After Langston Hughes
there’s an ocean over my shoulder,
a blade ready to know my throat
then there’s me:
freely four, swinging my braids left to right, drumming my barrettes
i can’t spell fear
only been to a corner
of the world, but you can’t
tell me i’m not pearl
arms cast a net to catch
every dream, i’m taking
everything
the water hugs my ankles, craves my crown
now, the knife is kissing my soft black power
i’m tied up:
Steve Urkel stiff, life on red light, ain’t you got something to do? oh, yeah
i’m supposed to camouflage
with dirt, become good friends
with hurt, pop my neck
or my pussy—but never enjoy it
i think i’m supposed to
destroy myself, get addicted
to disappearing
i’m pierced & swallowed; everywhere i look, a frown,
a laugh, if the fingers don’t point, they grab
my frustration scales:
a thread of questions unknowing myself, a shiver of terror thick
with scripts, trust thinned out
i’ve known sharks—sharpened
their teeth to carnage me & hid
at the pit of their power, i’ve put
my funk in a chest, but here i am—
a rot dream reeking
of pleasure
i see a portal: weathered palace of offering, waiting
for my love—tears still over my shoulder, i step forward
then there’s me:
finding fins, bitch-turned-fish making ends & sinning & swimming

Arianne Elena Payne is a Black writer, multidisciplinary creative, and aspiring historian from Chicago, Illinois.

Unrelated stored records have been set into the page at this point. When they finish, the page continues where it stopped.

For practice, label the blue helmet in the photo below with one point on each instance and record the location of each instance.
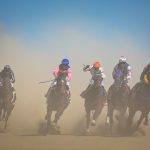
(65, 61)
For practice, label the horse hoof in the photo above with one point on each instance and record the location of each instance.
(145, 123)
(93, 123)
(117, 117)
(87, 132)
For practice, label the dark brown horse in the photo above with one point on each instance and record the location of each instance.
(117, 100)
(94, 102)
(6, 94)
(57, 101)
(139, 101)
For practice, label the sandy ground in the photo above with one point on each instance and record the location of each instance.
(68, 142)
(26, 138)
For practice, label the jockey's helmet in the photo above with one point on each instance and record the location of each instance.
(97, 65)
(65, 61)
(7, 67)
(122, 59)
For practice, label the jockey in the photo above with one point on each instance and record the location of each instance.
(122, 71)
(95, 69)
(64, 66)
(8, 71)
(145, 75)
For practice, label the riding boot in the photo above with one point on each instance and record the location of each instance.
(48, 92)
(68, 93)
(109, 94)
(84, 93)
(14, 95)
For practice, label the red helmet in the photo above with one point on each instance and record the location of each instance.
(97, 65)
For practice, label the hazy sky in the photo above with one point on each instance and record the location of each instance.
(36, 34)
(29, 18)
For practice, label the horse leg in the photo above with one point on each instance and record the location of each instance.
(88, 121)
(7, 113)
(143, 115)
(146, 120)
(130, 117)
(58, 114)
(109, 119)
(48, 118)
(96, 114)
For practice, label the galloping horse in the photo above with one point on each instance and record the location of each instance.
(118, 100)
(139, 101)
(58, 101)
(94, 102)
(6, 99)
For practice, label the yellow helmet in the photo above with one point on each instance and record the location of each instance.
(146, 80)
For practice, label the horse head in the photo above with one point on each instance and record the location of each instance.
(61, 82)
(97, 81)
(118, 84)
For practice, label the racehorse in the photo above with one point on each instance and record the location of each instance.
(139, 101)
(6, 94)
(58, 101)
(94, 102)
(117, 100)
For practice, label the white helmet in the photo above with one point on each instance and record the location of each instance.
(122, 59)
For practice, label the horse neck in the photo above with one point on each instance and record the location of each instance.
(61, 86)
(6, 83)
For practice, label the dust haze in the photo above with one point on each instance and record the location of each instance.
(32, 64)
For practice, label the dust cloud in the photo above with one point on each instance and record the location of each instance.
(34, 64)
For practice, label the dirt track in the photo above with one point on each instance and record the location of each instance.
(67, 142)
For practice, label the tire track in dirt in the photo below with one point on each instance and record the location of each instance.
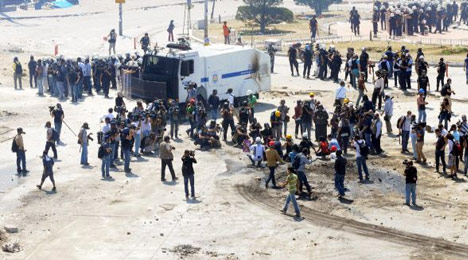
(253, 194)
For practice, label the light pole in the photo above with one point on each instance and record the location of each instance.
(120, 20)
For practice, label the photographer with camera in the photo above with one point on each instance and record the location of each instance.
(411, 174)
(165, 153)
(173, 114)
(83, 139)
(58, 115)
(126, 137)
(188, 159)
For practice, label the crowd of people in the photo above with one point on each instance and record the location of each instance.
(359, 125)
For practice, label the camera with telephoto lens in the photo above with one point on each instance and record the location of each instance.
(408, 163)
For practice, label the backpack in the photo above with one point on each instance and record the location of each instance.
(19, 69)
(456, 149)
(443, 91)
(14, 146)
(363, 149)
(297, 162)
(101, 152)
(55, 135)
(400, 122)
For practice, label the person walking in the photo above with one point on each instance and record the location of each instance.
(388, 113)
(106, 153)
(340, 172)
(188, 159)
(48, 164)
(420, 143)
(52, 137)
(361, 157)
(441, 70)
(58, 116)
(145, 43)
(226, 33)
(257, 149)
(272, 158)
(173, 115)
(272, 52)
(292, 55)
(165, 153)
(170, 31)
(20, 152)
(421, 102)
(32, 65)
(213, 102)
(440, 145)
(83, 140)
(17, 73)
(112, 39)
(127, 139)
(299, 163)
(411, 174)
(39, 78)
(291, 183)
(404, 125)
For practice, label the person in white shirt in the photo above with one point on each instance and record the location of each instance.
(110, 115)
(378, 92)
(405, 127)
(361, 159)
(257, 149)
(137, 123)
(388, 113)
(377, 133)
(230, 97)
(340, 93)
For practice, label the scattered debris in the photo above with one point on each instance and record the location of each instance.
(11, 228)
(11, 247)
(185, 250)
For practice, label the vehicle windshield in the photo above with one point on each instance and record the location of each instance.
(162, 66)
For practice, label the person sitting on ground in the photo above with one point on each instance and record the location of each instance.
(257, 150)
(255, 129)
(267, 133)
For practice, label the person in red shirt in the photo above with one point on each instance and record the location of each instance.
(323, 148)
(226, 33)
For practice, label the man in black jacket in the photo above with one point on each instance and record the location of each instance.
(187, 171)
(340, 172)
(411, 174)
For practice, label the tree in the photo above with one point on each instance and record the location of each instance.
(317, 5)
(264, 13)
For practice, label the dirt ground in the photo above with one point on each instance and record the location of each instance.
(136, 216)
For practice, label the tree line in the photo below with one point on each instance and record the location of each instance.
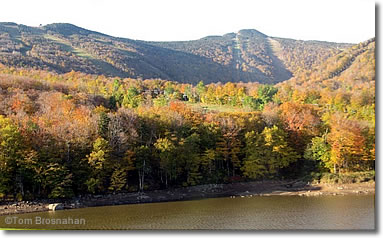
(71, 134)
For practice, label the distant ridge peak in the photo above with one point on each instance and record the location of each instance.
(251, 32)
(69, 29)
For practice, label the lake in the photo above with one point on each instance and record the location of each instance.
(255, 213)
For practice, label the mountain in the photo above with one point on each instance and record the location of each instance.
(352, 67)
(247, 56)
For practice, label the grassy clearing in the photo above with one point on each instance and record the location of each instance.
(68, 47)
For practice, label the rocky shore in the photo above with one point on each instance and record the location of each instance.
(248, 189)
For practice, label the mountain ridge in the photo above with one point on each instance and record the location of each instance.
(246, 55)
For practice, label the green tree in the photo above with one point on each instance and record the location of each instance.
(320, 151)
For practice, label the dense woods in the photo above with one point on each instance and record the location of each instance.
(77, 116)
(63, 135)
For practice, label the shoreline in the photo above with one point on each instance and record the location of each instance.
(242, 189)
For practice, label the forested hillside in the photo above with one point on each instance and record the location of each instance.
(245, 56)
(69, 134)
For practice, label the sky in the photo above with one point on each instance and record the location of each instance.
(349, 21)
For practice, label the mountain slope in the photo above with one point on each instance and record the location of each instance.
(248, 55)
(350, 68)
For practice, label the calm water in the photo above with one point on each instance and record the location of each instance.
(275, 212)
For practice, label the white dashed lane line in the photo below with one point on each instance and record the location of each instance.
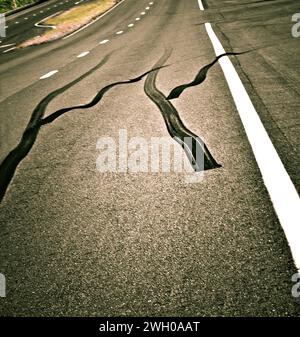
(51, 73)
(7, 50)
(83, 54)
(7, 45)
(103, 41)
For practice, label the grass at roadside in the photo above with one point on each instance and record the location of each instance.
(70, 20)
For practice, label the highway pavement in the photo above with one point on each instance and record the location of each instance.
(79, 242)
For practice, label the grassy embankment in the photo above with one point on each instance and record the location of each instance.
(69, 21)
(7, 5)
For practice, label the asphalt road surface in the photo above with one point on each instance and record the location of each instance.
(76, 241)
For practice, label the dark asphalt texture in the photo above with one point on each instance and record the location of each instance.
(77, 242)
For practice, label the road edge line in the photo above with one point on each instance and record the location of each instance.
(283, 194)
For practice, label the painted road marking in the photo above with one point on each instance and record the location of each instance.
(51, 73)
(283, 193)
(7, 45)
(38, 24)
(201, 5)
(83, 54)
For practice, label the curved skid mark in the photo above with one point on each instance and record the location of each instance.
(195, 149)
(49, 119)
(200, 77)
(12, 160)
(10, 163)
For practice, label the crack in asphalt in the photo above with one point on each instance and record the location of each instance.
(12, 160)
(200, 77)
(194, 147)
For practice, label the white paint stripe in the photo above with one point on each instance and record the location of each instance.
(83, 54)
(7, 45)
(282, 192)
(51, 73)
(38, 24)
(201, 5)
(7, 50)
(92, 22)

She is a 2023 PEN America Emerging Voices Fellow. She has received the 2022 Graybeal-Gowen Poetry Prize, the 2022 Virginia Downs Poetry Award, and the 2019 Frederick Hartmann Poetry Prize. Her work has been featured in Voicemail Poems, TORCH, Shenandoah and is forthcoming in the Indiana Review and Hooligan Magazine. Situated in the complexities and lyricism of Blackness, girlhood, and geographies of resistance—her work strives to take Black people and their histories seriously.